The guest speakers included Mike Hillard, who is a full time psychology instructor, and Jenn Brown, who works at Agora Crisis Center.

Jenn Brown has volunteered at Agora for two years and has been on staff for three years and she now goes around educating the youth on suicide prevention.

New Mexico is a very at risk state for death by suicide and attributes and this is due to New Mexico being a very rural state and the poorest state in the country, she said.

“With New Mexico being rural this means that we are very isolated,” she said.

New Mexico is ranked 3rd nationally for death by suicide, she said.

For every one person who dies as a result of suicide around fifty people are then affected, Brown said.

The most at risk include older white men who are over the age of 60 but that does not mean that others are not also at risk, she said.

There are many different reasons as to why a person may be depressed, she said.

Agora Crisis Center is a confidential and free service for those who need help and need someone to listen, Brown said.

To reach someone at Agora the number for the Albuquerque area is (505)-277-3013 or statewide it is 1-866-HELP-1-NM.

Depression is a major factor in suicide, she said.

Depression is a chronic physical illness that affects our bodies and our brains, she said.

It is different from other illnesses in that it is not something that people can see, Brown said.

Chronic depression can last from months to years at a time, she said.

Depression can also lower your immune system and your ability to fight off infections, said Michael Hillard, CNM instructor.

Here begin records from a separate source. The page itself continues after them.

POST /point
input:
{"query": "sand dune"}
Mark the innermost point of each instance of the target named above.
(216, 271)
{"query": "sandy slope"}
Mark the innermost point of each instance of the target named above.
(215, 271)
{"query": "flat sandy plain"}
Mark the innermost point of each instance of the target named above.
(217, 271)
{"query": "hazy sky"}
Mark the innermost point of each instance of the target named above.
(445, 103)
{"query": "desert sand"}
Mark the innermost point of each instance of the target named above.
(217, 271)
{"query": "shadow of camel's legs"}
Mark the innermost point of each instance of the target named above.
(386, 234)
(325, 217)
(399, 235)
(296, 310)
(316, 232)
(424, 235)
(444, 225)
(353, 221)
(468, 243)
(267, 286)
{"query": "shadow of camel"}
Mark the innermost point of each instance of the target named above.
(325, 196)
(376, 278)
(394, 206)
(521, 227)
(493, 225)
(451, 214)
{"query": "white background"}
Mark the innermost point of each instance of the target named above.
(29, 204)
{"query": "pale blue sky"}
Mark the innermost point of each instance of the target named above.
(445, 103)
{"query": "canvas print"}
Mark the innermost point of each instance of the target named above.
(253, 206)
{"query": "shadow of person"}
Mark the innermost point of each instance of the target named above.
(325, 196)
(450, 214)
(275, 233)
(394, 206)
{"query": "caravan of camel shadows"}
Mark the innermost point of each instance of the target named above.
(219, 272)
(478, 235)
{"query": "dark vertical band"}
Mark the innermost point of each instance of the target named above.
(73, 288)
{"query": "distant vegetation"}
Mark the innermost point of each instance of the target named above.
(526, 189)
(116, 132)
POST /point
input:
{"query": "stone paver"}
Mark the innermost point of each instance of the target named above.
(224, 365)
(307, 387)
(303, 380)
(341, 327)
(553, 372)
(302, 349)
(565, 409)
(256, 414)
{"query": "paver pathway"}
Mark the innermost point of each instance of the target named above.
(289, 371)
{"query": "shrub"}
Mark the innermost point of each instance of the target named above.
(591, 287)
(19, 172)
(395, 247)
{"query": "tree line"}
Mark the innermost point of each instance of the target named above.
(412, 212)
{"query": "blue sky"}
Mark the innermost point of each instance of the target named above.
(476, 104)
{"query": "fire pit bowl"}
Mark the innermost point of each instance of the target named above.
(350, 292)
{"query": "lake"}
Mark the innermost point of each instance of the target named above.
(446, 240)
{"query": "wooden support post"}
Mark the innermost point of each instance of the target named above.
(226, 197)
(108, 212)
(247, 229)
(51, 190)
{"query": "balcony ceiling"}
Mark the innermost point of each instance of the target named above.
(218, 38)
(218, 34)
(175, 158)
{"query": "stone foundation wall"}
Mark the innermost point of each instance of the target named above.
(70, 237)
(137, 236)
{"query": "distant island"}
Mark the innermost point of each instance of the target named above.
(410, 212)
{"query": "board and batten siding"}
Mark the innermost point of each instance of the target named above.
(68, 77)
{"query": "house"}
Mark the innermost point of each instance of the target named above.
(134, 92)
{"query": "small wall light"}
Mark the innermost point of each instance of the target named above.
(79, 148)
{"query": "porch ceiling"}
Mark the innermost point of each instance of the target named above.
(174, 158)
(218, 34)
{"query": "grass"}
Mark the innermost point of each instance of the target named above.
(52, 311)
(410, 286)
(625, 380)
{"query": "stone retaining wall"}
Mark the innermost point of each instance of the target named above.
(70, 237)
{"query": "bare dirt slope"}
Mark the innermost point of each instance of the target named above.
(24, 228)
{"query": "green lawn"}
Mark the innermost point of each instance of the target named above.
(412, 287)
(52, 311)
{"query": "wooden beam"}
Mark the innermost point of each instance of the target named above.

“Imagine being in the deepest, darkest, moss covered well that you can’t get out of, that’s what depression is like,” Brown said.

Some of the warning signs of depression can include weight changes, lethargy, not leaving the house, and avoiding friends, she said.

Depression really is different for everyone, and will affect everyone in a different way, she said.

“Depression is not a one size fit’s all shoe,” Brown said.

It is important to realize if a behavior is abnormal or out of the ordinary for that specific person or there is a sudden change in what the person is interested in then that individual may be suffering from a form of depression, she said.

For instance if they have always enjoyed dance and now they want nothing to do with dance, then that may be a sign of depression said, Brown.

Self-injury types of behavior such as pinching, slapping, or hitting oneself could be a sign of depression as well, said Hillard.

It is important to recognize the behavior changes and warning signs and try to get that person help said, Brown.

There is a stigma behind asking someone about suicide or depression said, Brown.

It’s important to ask a person if they are thinking of killing themselves no matter how uneasy it may make the person asking feel, she said.

“It’s important to remember that you asking about suicide will in no way cause someone to commit suicide,” said Brown

Instead of asking someone if they are thinking about hurting themselves ask them instead if they are thinking about suicide, she said.

There a few different ways to help someone who is in that kind of a situation, she said.

You can tell them about Agora which is a confidential free service available to anyone who needs to talk or just someone to listen, she said.

Agora can help refer people to regular therapy sessions if the individual is interested.

“It’s also important to make time for yourself and to spend time with those that make you feel better if someone is going through a hard time,” Hillard said.